S01E01: »Damn, this PDF is all I’ve got…«

So, all you’ve got is a PDF file full of information – but you need (some of) its content in a different format.

Here’s what you can do.

Visual cues:
What to do Results Caveats Package to install

A few caveats, aka: »management of expectations«

PDF files essentially contain »boxes with text«, spread across a page, without much information about the text flow or things like »heading levels«. It’s all conveyed by the visual layout only.

Humans can make sense of that, but a simple copy & paste of the text will often lead to disappointing results.

While there is no perfect solution for this, some tools can make a pretty good guess on how the text flows in a PDF. Be ready for some post-processing, though.

Physical (»real«) page numbers within a PDF file start at 1 for the first page and trivially increase by 1, just until the end. Quite often, the page numbers you can see on a page, or in a table of contents (TOC) do not match the physical page numbers. When in doubt, open the PDF with your preferred PDF viewer and pick the page numbers it shows.

Boot into Linux

Boot into a fairly recent Linux distribution. For this episode, we’ve used a plain vanilla, mainstream Kubuntu 20.04 LTS, and cross-checked our results on Manjaro 21.0.7 XFCE.

Open a terminal and you’re ready to go.

Tools used, and their packages

  • convert, import, montage imagemagick
  • gs ghostscript
  • inkscape inkscape
  • pandoc pandoc
  • pdf2svg pdf2svg
  • pdfcrop texlive-extra-utils or texlive-core
  • pdftk pdftk
  • pdftoppm, pdftotext, pdfimages poppler-utils
  • tesseract tesseract-ocr or tesseract (+tesseract-ocr-fra, tesseract-ocr-spa, … or tesseract-data-fra, tesseract-data-spa, … )
  • xdotool xdotool

Sample files used

One-liners. Or two.

I need the text only

As a sample file to start with, we’ll be using udhr.pdf:

Complete PDF, as plain text

pdftotext udhr.pdf
udhr.txt

Tip:

  • Add -nopgbrk to your command if you don’t want the original page breaks in the resulting text file.

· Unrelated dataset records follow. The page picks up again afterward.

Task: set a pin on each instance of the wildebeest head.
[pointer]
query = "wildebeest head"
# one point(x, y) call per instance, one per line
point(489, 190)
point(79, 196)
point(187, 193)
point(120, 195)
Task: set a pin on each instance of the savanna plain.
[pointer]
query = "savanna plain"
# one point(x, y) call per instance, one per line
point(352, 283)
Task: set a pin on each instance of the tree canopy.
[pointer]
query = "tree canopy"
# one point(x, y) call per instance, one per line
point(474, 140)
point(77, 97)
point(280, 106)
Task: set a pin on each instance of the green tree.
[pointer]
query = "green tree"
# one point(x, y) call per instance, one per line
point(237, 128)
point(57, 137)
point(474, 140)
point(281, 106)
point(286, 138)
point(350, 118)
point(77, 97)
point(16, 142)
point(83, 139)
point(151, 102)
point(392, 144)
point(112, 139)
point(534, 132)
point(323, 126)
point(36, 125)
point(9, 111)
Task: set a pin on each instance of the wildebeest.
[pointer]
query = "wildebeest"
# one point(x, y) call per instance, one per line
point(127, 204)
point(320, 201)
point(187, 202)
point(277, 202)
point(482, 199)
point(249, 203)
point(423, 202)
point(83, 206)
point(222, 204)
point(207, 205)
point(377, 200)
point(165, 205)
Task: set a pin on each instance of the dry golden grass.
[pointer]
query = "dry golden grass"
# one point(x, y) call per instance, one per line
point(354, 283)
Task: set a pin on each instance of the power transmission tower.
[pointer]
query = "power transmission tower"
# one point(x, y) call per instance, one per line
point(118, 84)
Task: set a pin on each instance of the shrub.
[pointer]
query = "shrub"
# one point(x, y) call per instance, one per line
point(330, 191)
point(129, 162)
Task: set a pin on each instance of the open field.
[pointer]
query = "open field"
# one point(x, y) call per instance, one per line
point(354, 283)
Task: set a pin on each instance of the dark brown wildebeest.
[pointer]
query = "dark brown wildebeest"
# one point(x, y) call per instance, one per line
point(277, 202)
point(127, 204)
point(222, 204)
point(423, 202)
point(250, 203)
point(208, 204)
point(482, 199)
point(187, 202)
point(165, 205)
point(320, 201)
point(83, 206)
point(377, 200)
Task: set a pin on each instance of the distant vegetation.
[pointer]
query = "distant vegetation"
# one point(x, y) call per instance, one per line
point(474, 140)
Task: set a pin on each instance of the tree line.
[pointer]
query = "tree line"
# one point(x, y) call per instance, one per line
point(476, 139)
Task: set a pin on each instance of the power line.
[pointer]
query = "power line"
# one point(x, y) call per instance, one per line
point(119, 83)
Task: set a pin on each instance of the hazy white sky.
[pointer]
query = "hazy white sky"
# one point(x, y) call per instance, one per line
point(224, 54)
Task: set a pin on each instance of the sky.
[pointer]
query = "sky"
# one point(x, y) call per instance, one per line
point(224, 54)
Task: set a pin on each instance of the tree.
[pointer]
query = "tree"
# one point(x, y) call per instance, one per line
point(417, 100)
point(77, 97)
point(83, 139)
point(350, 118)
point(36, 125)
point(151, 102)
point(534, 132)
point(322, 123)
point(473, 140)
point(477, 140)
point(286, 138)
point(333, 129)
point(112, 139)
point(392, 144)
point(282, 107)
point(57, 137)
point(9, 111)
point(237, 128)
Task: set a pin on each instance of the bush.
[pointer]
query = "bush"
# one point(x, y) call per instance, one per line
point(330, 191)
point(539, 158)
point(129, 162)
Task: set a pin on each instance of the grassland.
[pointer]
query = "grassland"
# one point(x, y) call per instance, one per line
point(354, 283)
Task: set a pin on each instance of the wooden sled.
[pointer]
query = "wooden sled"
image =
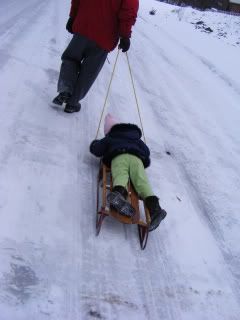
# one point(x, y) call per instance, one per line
point(104, 185)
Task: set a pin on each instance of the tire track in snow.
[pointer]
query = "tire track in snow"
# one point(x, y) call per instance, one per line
point(211, 221)
point(207, 63)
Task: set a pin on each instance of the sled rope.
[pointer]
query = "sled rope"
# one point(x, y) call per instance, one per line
point(134, 91)
point(108, 90)
point(135, 94)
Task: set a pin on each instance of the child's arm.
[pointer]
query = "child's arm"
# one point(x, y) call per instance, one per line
point(98, 147)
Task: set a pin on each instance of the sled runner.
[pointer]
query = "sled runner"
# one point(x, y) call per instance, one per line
point(104, 185)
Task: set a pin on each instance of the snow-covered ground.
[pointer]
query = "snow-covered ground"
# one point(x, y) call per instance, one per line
point(51, 264)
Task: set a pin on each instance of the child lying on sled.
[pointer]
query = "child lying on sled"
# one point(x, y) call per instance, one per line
point(123, 150)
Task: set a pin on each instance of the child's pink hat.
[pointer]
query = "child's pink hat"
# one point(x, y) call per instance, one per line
point(109, 122)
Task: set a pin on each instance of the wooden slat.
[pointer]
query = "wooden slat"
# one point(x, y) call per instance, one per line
point(133, 198)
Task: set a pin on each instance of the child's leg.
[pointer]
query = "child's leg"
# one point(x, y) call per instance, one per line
point(140, 182)
point(139, 178)
point(120, 177)
point(120, 170)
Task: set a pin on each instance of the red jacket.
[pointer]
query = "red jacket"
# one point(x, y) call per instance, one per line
point(104, 21)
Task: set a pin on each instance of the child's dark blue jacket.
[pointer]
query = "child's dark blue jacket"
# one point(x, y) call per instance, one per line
point(122, 138)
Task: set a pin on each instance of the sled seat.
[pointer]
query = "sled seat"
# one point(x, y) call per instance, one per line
point(105, 186)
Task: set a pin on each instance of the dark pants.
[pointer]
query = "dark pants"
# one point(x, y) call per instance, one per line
point(81, 63)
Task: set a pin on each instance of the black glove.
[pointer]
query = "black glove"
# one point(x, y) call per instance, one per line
point(69, 25)
point(124, 44)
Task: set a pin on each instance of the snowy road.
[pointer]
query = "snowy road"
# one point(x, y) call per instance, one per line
point(51, 264)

… but I need only parts of the PDF

Only pages 2 (first) to 5 (last), as plain text

pdftotext -f 2 -l 5 udhr.pdf udhr-p2-5.txt
udhr-p2-5.txt
Shorten the PDF to a few streaks of pages, before the conversion

To keep only p. 2-3, 5, and 7-8:

pdftk udhr.pdf cat 2-3 5 7-8 output udhr-shortened.pdf
udhr-shortened.pdf
Crop away undesirable footers, headers, left, or right margins, before the conversion

With respect to your own PDF files, please experiment with margin sizes, until the cropped PDF pages contain no more undesirable text. Keep a blank margin of 10pt on all sides that don’t carry undesired content.

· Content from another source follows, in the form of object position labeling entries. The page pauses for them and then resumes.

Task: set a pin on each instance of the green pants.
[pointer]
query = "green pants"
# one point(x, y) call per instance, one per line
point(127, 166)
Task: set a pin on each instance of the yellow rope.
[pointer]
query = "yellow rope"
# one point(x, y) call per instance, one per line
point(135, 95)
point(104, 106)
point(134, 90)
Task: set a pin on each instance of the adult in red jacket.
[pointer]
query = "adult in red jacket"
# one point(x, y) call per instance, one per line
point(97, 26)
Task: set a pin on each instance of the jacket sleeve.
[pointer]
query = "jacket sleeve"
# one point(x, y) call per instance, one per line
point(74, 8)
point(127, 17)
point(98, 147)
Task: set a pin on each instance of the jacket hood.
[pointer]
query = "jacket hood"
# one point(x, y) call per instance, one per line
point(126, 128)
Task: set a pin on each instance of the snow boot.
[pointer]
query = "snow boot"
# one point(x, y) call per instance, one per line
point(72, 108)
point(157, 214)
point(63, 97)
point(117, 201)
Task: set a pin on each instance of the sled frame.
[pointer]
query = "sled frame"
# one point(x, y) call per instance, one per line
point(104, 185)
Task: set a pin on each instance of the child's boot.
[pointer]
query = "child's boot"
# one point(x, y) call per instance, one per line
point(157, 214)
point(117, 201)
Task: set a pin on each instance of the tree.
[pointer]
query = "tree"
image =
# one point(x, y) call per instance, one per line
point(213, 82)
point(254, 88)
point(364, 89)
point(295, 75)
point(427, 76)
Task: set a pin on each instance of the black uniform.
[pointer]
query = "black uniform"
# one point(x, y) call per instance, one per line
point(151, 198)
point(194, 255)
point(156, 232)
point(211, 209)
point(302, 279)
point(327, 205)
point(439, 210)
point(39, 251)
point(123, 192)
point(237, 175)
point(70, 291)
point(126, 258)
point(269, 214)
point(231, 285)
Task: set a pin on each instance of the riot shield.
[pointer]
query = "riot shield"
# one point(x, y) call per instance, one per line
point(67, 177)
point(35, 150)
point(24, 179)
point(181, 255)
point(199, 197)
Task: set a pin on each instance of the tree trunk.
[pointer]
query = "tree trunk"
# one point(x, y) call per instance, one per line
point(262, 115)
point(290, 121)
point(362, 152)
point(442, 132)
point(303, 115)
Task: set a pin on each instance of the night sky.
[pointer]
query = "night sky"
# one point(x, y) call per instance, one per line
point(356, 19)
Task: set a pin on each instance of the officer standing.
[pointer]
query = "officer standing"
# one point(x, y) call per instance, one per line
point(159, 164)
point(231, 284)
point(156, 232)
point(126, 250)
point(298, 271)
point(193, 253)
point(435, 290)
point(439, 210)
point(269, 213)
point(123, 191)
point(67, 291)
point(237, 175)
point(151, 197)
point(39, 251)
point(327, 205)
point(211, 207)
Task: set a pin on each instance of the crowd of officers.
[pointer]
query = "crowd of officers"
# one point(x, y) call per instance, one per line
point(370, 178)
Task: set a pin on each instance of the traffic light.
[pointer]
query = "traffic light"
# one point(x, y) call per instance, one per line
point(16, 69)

Our sample file GG.pdf contains header and footer text that we want to get rid of, before the conversion:

In our case, we’ll cut both header and footer by -20pt, but leave left and right margins of 10pt, each.

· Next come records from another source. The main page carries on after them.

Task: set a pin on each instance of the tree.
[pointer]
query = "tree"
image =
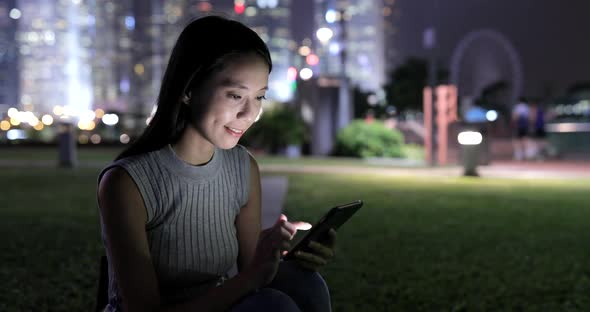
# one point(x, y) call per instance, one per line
point(406, 84)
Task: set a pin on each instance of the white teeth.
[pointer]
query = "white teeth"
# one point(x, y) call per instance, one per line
point(235, 130)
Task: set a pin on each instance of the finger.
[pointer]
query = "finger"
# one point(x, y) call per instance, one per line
point(301, 225)
point(285, 245)
point(321, 250)
point(285, 234)
point(307, 265)
point(290, 227)
point(308, 257)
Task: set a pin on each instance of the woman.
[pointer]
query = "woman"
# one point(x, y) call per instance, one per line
point(181, 206)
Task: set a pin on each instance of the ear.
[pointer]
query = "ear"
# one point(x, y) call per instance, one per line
point(186, 98)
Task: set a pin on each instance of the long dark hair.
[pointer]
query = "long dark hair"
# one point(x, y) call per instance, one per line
point(203, 48)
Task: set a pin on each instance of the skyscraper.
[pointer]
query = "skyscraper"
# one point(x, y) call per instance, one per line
point(365, 30)
point(9, 17)
point(54, 55)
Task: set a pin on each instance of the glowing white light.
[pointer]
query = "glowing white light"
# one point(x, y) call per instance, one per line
point(110, 119)
point(304, 51)
point(305, 73)
point(130, 22)
point(124, 138)
point(324, 34)
point(331, 16)
point(469, 138)
point(283, 91)
point(492, 115)
point(95, 138)
point(33, 121)
point(15, 13)
point(16, 134)
point(334, 48)
point(12, 112)
point(47, 120)
point(87, 115)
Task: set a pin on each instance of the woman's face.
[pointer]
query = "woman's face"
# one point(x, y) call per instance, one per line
point(228, 104)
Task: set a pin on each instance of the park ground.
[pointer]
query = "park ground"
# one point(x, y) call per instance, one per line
point(426, 239)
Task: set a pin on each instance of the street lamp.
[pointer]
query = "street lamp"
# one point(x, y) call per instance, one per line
point(470, 141)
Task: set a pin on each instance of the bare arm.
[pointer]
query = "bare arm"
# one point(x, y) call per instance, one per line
point(248, 221)
point(124, 217)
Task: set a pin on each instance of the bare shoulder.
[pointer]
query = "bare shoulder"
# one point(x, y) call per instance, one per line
point(117, 193)
point(253, 163)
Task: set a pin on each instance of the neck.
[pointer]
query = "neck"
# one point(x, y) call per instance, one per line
point(193, 148)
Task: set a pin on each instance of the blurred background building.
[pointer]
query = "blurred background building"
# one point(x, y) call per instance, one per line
point(366, 30)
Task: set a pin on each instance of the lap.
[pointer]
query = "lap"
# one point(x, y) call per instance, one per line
point(293, 289)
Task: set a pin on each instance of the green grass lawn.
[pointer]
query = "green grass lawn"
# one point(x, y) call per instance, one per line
point(444, 244)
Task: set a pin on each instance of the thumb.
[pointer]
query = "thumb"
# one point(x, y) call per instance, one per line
point(301, 225)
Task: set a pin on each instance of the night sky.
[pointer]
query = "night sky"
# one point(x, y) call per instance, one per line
point(550, 36)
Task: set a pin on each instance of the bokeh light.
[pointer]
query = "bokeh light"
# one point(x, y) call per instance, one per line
point(305, 73)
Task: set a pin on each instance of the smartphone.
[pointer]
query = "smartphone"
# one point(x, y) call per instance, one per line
point(333, 219)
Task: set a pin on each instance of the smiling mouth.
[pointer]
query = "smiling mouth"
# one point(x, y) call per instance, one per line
point(234, 131)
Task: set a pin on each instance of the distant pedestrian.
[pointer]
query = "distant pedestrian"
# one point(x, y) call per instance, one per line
point(539, 120)
point(520, 124)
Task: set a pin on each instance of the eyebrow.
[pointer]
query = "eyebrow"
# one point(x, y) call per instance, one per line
point(234, 84)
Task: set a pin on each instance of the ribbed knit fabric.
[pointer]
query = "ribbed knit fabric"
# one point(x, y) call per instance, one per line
point(191, 213)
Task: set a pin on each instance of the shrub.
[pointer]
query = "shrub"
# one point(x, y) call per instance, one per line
point(278, 127)
point(362, 139)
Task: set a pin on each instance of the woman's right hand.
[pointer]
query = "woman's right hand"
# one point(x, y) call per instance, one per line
point(271, 243)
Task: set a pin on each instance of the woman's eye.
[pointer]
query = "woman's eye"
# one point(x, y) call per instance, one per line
point(234, 96)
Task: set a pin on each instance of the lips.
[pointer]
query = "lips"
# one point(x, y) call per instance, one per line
point(233, 131)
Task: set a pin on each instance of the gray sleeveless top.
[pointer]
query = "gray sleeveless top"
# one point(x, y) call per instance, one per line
point(191, 213)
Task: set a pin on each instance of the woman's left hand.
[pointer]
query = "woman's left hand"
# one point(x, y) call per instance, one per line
point(319, 255)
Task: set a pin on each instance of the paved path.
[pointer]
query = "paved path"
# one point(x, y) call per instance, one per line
point(514, 170)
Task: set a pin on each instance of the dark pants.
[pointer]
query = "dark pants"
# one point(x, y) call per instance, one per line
point(293, 289)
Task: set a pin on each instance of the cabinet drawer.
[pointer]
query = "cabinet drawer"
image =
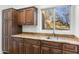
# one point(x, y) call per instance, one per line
point(18, 39)
point(32, 41)
point(68, 52)
point(70, 47)
point(52, 44)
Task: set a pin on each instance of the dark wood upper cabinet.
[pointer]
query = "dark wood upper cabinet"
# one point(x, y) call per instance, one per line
point(27, 16)
point(9, 27)
point(31, 46)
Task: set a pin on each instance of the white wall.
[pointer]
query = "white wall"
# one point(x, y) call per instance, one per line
point(77, 21)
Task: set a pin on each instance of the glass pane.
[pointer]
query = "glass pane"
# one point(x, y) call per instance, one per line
point(47, 18)
point(62, 17)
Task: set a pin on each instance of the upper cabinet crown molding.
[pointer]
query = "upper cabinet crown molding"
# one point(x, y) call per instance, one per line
point(27, 16)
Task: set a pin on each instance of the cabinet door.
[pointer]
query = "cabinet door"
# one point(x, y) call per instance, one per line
point(55, 51)
point(6, 29)
point(45, 50)
point(21, 17)
point(69, 52)
point(30, 16)
point(35, 49)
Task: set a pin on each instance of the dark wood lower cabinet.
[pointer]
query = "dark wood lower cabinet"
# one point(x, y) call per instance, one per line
point(31, 46)
point(55, 51)
point(18, 46)
point(47, 50)
point(69, 52)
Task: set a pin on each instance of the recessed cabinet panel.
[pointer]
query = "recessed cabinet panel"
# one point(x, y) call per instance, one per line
point(21, 17)
point(27, 16)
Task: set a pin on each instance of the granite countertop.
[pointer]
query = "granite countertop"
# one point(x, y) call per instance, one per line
point(70, 40)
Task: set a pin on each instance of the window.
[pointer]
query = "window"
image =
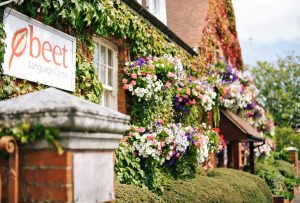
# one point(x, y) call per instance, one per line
point(106, 65)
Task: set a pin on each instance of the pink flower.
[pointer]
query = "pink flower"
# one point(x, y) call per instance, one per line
point(150, 137)
point(168, 85)
point(133, 76)
point(170, 75)
point(193, 102)
point(139, 130)
point(188, 91)
point(133, 83)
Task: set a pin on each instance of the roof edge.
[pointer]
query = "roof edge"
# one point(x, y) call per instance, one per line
point(160, 25)
point(254, 137)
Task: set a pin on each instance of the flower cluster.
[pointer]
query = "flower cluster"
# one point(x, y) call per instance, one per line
point(216, 140)
point(193, 92)
point(166, 142)
point(147, 77)
point(265, 149)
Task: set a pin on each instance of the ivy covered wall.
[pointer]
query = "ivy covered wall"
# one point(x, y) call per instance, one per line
point(219, 38)
point(84, 19)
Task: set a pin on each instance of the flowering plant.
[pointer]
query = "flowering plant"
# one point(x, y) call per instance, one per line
point(216, 140)
point(193, 92)
point(167, 143)
point(147, 77)
point(265, 149)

pdfcrop --margins '10 -20 10 -20' --hires --clip GG.pdf
GG-crop.pdf

… but I need real paragraphs, and soft line breaks

Introduce soft line breaks and paragraphs in the result

Let pandoc take a try on that.

Please note that while this improves things a lot, you’ll most likely have to manually insert a few hard line breaks.

We’ll convert UN-Introduction.pdf, a sample file that shows a mixed layout of one and two columns:

pdftotext UN-Introduction.pdf
UN-Introduction.txt
pandoc -t plain --wrap=none -o UN-Introduction-softbreaks.txt UN-Introduction.txt
UN-Introduction-softbreaks.txt

… but I need a wordprocessor file

Convert the text of the PDF into .odt. Sort of.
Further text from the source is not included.